Die Flugbranche verlässt sich in ihrer Preisgestaltung seit den 1980er Jahren auf das sogenannte "Dynamic Pricing". Hierbei werden die Preise für Flüge an den aktuellen Marktbedarf angepasst. Das strategische Ziel dieses Prinzips war es bislang, eine Vielzahl von Kundensegmenten gemäß ihrer individuellen Zahlungsbereitschaft adressieren zu können. Hierfür werden verschiedene Variablen, zum Beispiel die Abflugzeit, die Flugstrecke und die Aufenthaltsdauer, einbezogen und auf dieser Basis der Flugpreis berechnet. Wie der Lufthansa Innovation Hub versucht, diese Herangehensweise zu revolutionieren, zeigt die Bewerbung zum DIGITAL LEADER AWARD 2020.

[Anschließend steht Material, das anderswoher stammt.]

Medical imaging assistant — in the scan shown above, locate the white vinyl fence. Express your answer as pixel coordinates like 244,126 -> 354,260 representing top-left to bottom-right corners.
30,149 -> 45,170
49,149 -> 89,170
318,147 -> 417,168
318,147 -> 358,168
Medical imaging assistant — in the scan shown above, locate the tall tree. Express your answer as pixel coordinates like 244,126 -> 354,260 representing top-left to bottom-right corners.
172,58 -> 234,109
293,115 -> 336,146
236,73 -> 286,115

"Diese Strategie hat sich bis heute kaum verändert. Stattdessen führt ein zunehmend schärferer Preiswettbewerb dazu, dass Revenue Manager mit sinkenden Margen auskommen müssen", erläutert Kristian Weymar, Senior Venture Development Manager vom Lufthansa Innovation Hub die aktuellen Herausforderungen in einem dynamischen Marktumfeld der Fluggesellschaften. Aufgrund dieser Ausgangssituation hat es sich der Lufthansa Innovation Hub als zentrale Digitalisierungs- und Innovationseinheit der Lufthansa Group zur Aufgabe gemacht, eine Softwarelösung für innovative Preisgestaltung zu entwickeln, die sowohl den Revenue Managern der Airlines als auch den Kunden Vorteile verschafft: REVENEO.

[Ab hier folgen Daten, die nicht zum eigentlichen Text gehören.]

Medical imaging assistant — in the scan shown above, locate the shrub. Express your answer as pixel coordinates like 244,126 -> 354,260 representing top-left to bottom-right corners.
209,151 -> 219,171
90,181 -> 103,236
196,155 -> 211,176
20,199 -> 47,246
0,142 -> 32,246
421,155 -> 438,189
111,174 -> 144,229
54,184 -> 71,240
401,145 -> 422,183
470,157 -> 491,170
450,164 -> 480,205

Mit REVENEO sollen Revenue Manager neue Umsatzquellen und Kundengruppen erschließen können. Außerdem soll damit die Kundenbindung und -zufriedenheit gesteigert werden. Für den Fluggast ist REVENEO außerdem ein neuartiges Ticketangebot, das besser auf seine individuellen Bedürfnisse eingeht.
Vom Kundenfeedback zum Konzept
Der Startschussfiel im Juni 2019. Gemeinsam mit dem Revenue Management der Lufthansa Group und inspiriert von Netflix, Spotify und Co. wurde das Konzept für die neue Softwarelösung erarbeitet. Als wichtiger Anhaltspunkt dienten unter anderem auch Interviews mit Kunden und mit Kollegen aus dem Konzern. Aus diesen Gesprächen konnten die entsprechenden Bedürfnisse abgeleitet werden und in die Entwicklung einfließen.

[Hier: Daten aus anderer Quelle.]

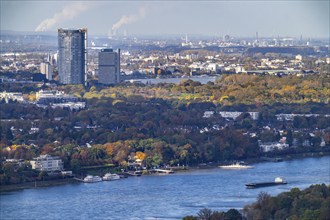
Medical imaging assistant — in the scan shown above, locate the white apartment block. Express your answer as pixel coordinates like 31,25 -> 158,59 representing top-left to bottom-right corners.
259,142 -> 289,152
30,154 -> 63,172
0,92 -> 24,103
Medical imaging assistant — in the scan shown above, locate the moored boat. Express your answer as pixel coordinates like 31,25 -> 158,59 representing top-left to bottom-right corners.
83,175 -> 102,183
245,177 -> 287,189
219,163 -> 253,169
102,173 -> 120,181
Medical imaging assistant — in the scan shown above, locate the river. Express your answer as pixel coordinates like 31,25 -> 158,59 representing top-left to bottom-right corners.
0,156 -> 330,220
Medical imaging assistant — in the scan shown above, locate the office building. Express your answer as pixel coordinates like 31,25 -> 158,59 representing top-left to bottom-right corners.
40,62 -> 53,80
58,29 -> 87,84
99,49 -> 120,84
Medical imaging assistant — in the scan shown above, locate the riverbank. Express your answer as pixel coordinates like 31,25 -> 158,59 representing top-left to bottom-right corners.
0,152 -> 330,193
0,178 -> 78,193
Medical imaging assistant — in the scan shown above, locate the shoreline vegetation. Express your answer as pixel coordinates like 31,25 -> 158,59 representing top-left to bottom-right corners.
0,152 -> 330,193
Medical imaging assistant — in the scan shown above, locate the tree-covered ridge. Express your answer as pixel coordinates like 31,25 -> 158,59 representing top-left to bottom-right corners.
183,184 -> 330,220
60,74 -> 330,105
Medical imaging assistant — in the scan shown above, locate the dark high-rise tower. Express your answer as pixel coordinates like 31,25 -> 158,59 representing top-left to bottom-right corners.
58,28 -> 87,84
99,49 -> 120,84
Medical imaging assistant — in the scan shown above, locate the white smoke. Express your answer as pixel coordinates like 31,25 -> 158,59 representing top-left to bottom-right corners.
109,7 -> 147,35
35,2 -> 89,31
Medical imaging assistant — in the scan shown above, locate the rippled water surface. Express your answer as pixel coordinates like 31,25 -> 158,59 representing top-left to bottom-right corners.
0,156 -> 330,220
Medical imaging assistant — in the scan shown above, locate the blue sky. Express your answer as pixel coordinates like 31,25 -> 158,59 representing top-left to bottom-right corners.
1,0 -> 330,38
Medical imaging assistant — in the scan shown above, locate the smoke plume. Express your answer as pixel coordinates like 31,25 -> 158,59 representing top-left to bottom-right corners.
111,7 -> 147,34
35,2 -> 89,31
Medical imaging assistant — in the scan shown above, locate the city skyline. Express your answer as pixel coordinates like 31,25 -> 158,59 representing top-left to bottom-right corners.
1,0 -> 329,38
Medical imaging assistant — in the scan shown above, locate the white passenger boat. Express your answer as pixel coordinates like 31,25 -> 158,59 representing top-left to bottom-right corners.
102,173 -> 120,181
219,163 -> 253,169
83,175 -> 102,183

Bereits zwei Monate später begann die technische Umsetzung der Softwarelösung mit dem Ziel, durch eine 100 prozentige Automatisierung die Lösung skalierbar und effizient nutzbar zu machen. Insbesondere die Tatsache, dass nach dem "Lean-Startup"-Prinzip gearbeitet wurde führte dazu, dass bereits im Oktober 2019 mit dem SWISS Airlines Flightpass der erste kundenzentrierte und agile Prototyp an den Start gehen konnte. Diese "10er-Karte fürs Fliegen" überzeugte sowohl die Kunden als auch die Airlines. "Alle im Vorfeld definierten KPIs wurden erfüllt oder übertroffen, die Neukundenquote lag mit 21 Prozent weit über dem Zielwert von 15 Prozent", schildert Weymar den Erfolg des ersten Tests.
Zwei Monate vom ersten bis zum zweiten MVP
Dadurch gewann das Projekt weitere Unterstützer innerhalb des Konzerns und schon im Dezember 2019 ging mit dem Austrian Airlines Flightpass der zweite MVP live. Auch hier wurden wieder alle im Vorfeld definierten KPIs erfüllt, weshalb seither stetig an der Erweiterung des Angebots gearbeitet wird.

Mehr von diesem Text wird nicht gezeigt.